8. Interview 3 (sept.)

9. Reproduction orale de films vidéo 2 (sept.)

10. Reproduction orale de BD 3 (nov.)

11. Composition écrite 3 (nov.)

12. Reproduction de films vidéo 3 (nov.)

13. Interview 4 (déc.)

14. Rétrospection (déc.)

15. Test d'acceptabilité (syntaxe) (janvier 1990)

Pour l'étude transversale les données suivantes ont été rassemblées (automne 1988): Interviews 1-3, Reproductions de BD 1-3 et Compositions écrites 1-3 par 12 autres apprenants du premier semestre, 6 du deuxième et 6 du troisième.

Nous avons complété ces matériaux par des 'données de contrôle': la reproduction orale de BD, les films et la première interview ont été faits par des francophones. Les films vidéo ont aussi été reproduits en suédois par les huit apprenants 'longitudinaux' du deuxième semestre.

Les interviews.

Les interviews, qui sont les données les plus informelles, sont toutes individuelles, de 15 à 20 minutes chacune et faites avec le même interviewer francophone. Elles sont semi-dirigées dans ce sens qu'elles suivent certains centres d'intérêts préétablis.
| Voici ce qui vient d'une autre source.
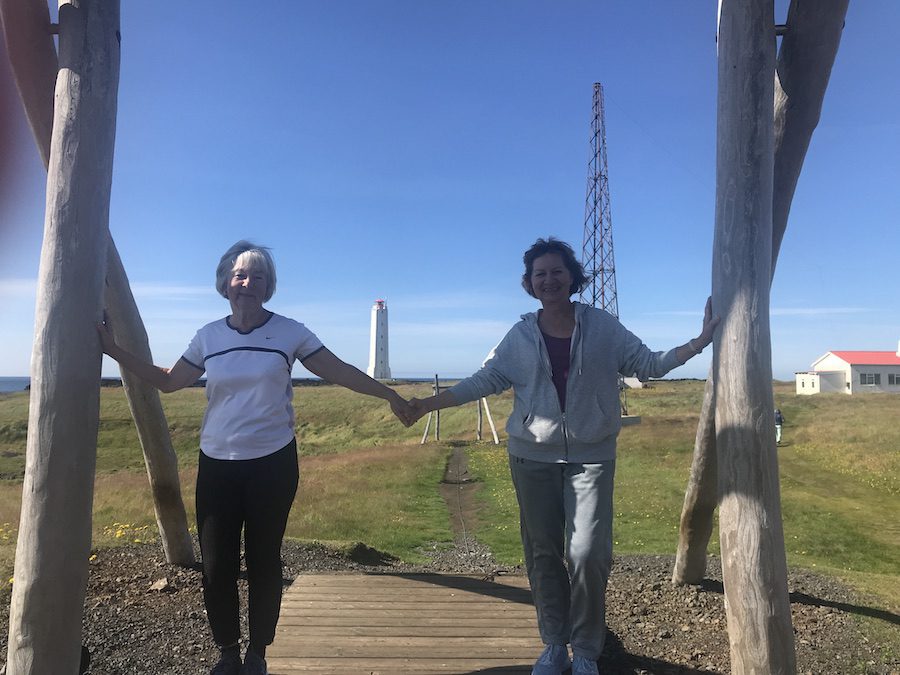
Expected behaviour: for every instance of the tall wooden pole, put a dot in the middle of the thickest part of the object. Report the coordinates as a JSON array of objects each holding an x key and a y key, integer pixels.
[
  {"x": 55, "y": 527},
  {"x": 146, "y": 409},
  {"x": 754, "y": 567},
  {"x": 803, "y": 68},
  {"x": 32, "y": 53}
]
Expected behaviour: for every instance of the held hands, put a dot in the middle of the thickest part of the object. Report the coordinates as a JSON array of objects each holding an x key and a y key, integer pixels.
[
  {"x": 418, "y": 407},
  {"x": 409, "y": 412}
]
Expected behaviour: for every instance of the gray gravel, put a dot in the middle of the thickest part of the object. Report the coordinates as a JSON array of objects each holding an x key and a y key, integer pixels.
[{"x": 145, "y": 616}]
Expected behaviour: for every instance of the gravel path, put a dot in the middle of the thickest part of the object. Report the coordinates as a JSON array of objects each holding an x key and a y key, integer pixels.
[{"x": 145, "y": 616}]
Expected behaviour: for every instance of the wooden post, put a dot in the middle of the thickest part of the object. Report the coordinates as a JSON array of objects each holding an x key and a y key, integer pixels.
[
  {"x": 55, "y": 527},
  {"x": 146, "y": 409},
  {"x": 33, "y": 59},
  {"x": 478, "y": 426},
  {"x": 805, "y": 60},
  {"x": 754, "y": 567}
]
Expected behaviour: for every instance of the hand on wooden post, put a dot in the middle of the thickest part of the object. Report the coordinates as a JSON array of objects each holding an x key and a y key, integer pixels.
[{"x": 710, "y": 323}]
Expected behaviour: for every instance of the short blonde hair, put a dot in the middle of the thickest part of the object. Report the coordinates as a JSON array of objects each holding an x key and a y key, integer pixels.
[{"x": 248, "y": 255}]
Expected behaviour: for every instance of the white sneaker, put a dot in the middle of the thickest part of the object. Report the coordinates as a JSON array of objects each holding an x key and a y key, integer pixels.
[
  {"x": 554, "y": 660},
  {"x": 584, "y": 666}
]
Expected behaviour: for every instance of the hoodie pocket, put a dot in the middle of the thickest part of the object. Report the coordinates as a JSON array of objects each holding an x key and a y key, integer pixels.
[{"x": 592, "y": 424}]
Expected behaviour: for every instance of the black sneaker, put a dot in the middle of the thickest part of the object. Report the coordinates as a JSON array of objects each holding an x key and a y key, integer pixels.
[
  {"x": 229, "y": 664},
  {"x": 254, "y": 664}
]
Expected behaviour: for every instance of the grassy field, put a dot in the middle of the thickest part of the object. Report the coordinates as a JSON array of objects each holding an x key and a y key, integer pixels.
[{"x": 365, "y": 478}]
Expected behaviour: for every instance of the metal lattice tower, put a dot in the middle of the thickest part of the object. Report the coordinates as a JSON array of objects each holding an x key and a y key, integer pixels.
[{"x": 597, "y": 249}]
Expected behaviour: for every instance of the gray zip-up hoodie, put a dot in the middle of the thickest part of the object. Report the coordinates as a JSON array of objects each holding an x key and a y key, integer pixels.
[{"x": 586, "y": 432}]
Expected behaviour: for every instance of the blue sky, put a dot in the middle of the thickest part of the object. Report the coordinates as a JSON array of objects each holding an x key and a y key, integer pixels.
[{"x": 412, "y": 150}]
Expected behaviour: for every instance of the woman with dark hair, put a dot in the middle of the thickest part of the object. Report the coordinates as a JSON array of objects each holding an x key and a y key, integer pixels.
[
  {"x": 247, "y": 472},
  {"x": 563, "y": 363}
]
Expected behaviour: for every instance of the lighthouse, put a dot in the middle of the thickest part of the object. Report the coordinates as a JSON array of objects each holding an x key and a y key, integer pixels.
[{"x": 378, "y": 355}]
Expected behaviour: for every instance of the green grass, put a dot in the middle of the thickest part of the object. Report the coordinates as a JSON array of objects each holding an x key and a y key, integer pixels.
[{"x": 839, "y": 482}]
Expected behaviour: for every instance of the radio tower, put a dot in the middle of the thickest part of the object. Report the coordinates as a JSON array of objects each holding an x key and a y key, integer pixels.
[{"x": 597, "y": 251}]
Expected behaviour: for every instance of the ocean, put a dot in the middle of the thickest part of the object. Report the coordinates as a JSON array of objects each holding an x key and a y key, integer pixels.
[{"x": 13, "y": 384}]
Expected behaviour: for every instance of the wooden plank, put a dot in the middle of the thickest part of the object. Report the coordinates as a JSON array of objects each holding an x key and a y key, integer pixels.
[
  {"x": 419, "y": 624},
  {"x": 484, "y": 628},
  {"x": 390, "y": 666}
]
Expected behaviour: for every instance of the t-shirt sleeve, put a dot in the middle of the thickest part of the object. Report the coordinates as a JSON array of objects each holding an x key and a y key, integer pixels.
[
  {"x": 194, "y": 352},
  {"x": 307, "y": 343}
]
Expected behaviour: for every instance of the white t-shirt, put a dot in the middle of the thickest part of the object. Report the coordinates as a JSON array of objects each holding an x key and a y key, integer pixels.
[{"x": 248, "y": 385}]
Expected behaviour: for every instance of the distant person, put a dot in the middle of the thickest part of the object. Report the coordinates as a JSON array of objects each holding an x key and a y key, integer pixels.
[
  {"x": 563, "y": 363},
  {"x": 247, "y": 474}
]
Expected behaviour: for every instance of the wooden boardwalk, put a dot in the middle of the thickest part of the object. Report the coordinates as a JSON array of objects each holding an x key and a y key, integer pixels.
[{"x": 380, "y": 624}]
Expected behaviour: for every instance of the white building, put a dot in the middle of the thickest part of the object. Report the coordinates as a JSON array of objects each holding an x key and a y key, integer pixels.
[
  {"x": 378, "y": 353},
  {"x": 852, "y": 373}
]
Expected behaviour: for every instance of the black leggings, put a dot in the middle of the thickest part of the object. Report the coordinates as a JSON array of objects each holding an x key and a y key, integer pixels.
[{"x": 256, "y": 495}]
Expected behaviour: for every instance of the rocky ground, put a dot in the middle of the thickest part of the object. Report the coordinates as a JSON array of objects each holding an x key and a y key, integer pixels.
[{"x": 145, "y": 616}]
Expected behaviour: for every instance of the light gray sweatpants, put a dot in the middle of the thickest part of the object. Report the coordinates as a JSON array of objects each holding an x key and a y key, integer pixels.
[{"x": 566, "y": 519}]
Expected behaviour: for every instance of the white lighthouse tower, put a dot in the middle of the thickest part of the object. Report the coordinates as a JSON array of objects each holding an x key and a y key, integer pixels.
[{"x": 378, "y": 355}]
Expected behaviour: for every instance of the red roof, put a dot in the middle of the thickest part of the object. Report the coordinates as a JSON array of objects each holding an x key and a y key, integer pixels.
[{"x": 869, "y": 358}]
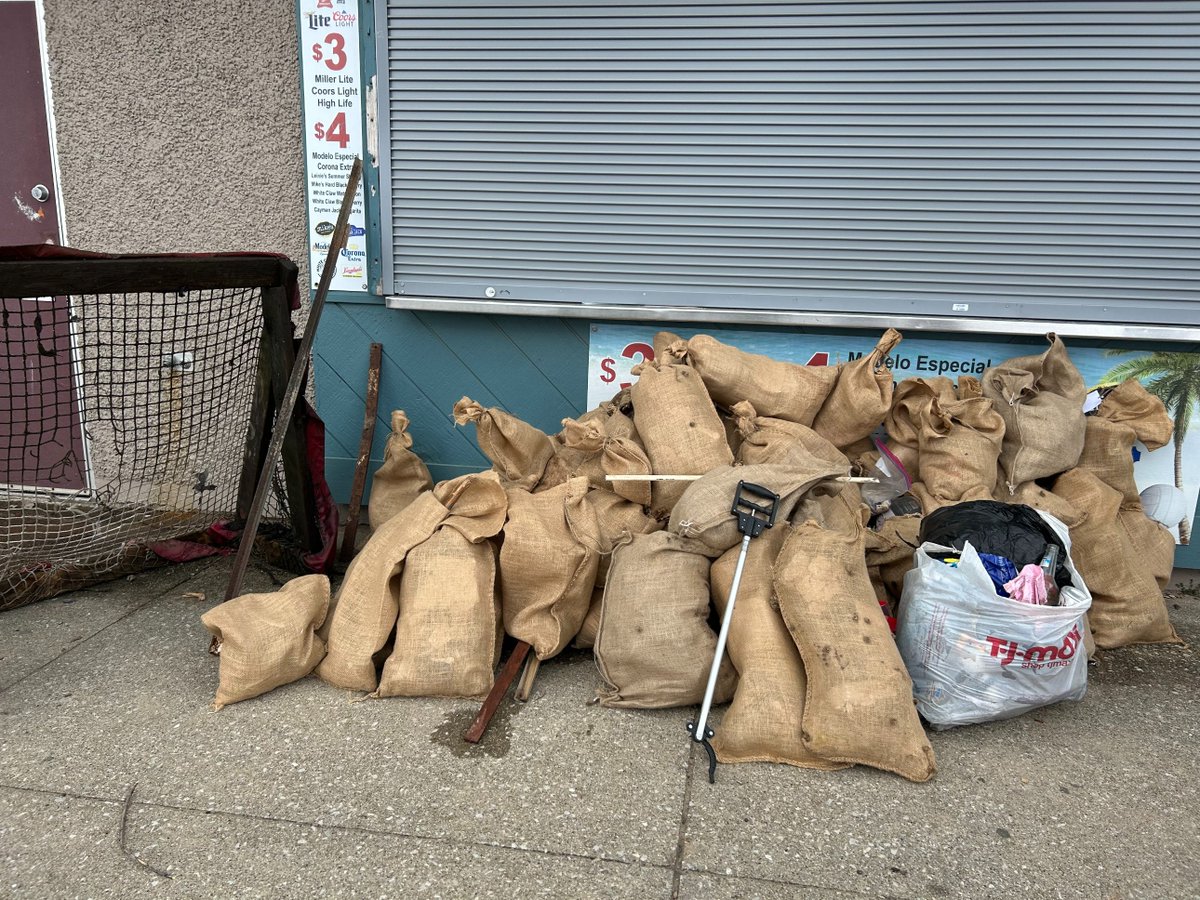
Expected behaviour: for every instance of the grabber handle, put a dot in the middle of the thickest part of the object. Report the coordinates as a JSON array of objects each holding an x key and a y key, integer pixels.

Elles commencent toutes par une présentation de l'apprenant; les thèmes sont ensuite

- dans la première interview: famille, préoccupations quotidiennes,
loisirs, voyages, études antérieures, films et lectures, avis des apprenants
sur les cours de français.

- dans la deuxième interview on discute des différences entre la France et la Suède: vie familiale, relation homme - femme, éducation des enfants, école, habitudes, Français et Suédois typiques (stéréotypes

- dans la troisième interview, on parle du marché du travail, de l'avenir
de l'apprenant, de la politique, des cours de français.

- dans la quatrième, les apprenants sont invités à parler de leur domaine favori (loisir, études ou travail), du racisme en Suède et en France (cf. les sujets des compositions sous c)), de leurs avis sur les cours de français et encore une fois de leur avenir.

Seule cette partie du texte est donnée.